KHAN YOUNIS, GAZA STRIP (AP) — As they settled in cold December in Gaza, the family’s nylon tent offered little shelter. So every night, Aseid Abdin would cover his fragile newborn son with four blankets, periodically shining a flashlight into the baby’s eyes to confirm he was okay.
By Wednesday night, when 29-day-old Saeed, his tiny body racked with cold, was unresponsive.
The premature and very low birth weight baby became the second child to die of hypothermia at Nasser Hospital in recent days, doctors said on Thursday. They warned that there could soon be more if conditions in the tent camps housing thousands of Palestinians were not improved.
“I was always scared for him and tried to keep him warm. But it’s very cold,” the child’s mother, Ravya Abdin, told The Associated Press on Thursday. When doctors reported her son dead, her screams drew neighbors. “Why him?” she cried.
Nasser’s director of pediatrics. Ahmed al-Fara said the baby arrived at the hospital Wednesday night with a body temperature of 30 degrees Celsius (86 Fahrenheit), well below the level of hypothermia. Medics tried their best to revive the child but he died on Thursday morning, Al-Fara said.

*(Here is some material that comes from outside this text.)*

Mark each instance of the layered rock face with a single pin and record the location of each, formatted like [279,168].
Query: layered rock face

Overnight temperatures in Gaza have reached 6 degrees Celsius (43 degrees Fahrenheit) in recent days.
“We are warning that this tragedy will happen again unless there is a permanent solution for children, and especially premature babies, because they are more vulnerable to falling temperatures,” Al-Fara said. “They live in piled tents exposed to wind and cold weather and these tents lack all the means to stay warm.”
Colds are a particular danger for premature babies because their fat tissues are less developed and their bodies quickly lose energy.
According to the Ministry of Health, the death toll has reached 13 after the death of a newborn baby due to a powerful storm in Gaza last week. Among them were 11 people who died when buildings already damaged by heavy rains collapsed, as well as two children who died of exposure to cold. The first baby lost to hypothermia, two-week-old Mohammed Khair, was born after a full-term pregnancy.
Although the current ceasefire has been in place for two months, it has not allowed enough shelter material to be sent to Gaza, aid groups say. Recently released Israeli military figures suggest that it has not met a truce condition allowing 600 trucks of aid a day into Gaza, although Israel disputes that finding. U.S. officials with the U.S. Command Center, which coordinates aid shipments to Gaza, also said the distribution had reached an agreed level.
Most of Gaza’s two million people have been displaced, and most people live in tent camps spread along the coast or among the shells of damaged buildings. Buildings lack adequate flood infrastructure and people use cesspits dug near tents as toilets.
Abdens said their makeshift tent, in Muwasi in southern Gaza, is regularly flooded by rainwater.
Ravya Abdin said her son weighed just 1.3 kilograms (2.9 pounds) at birth and spent two weeks in the neonatal intensive care unit.
The child became unresponsive with a common cold when the child’s father turned on the light at around 10pm on Wednesday night. An examination under light showed the child was throwing up, his mother said, and the family took him to the hospital. His father said he had prayed for Saeed’s survival, before doctors called in the morning to say the child had died.
“I was willing to trade my soul to save him,” said Esed Abdin.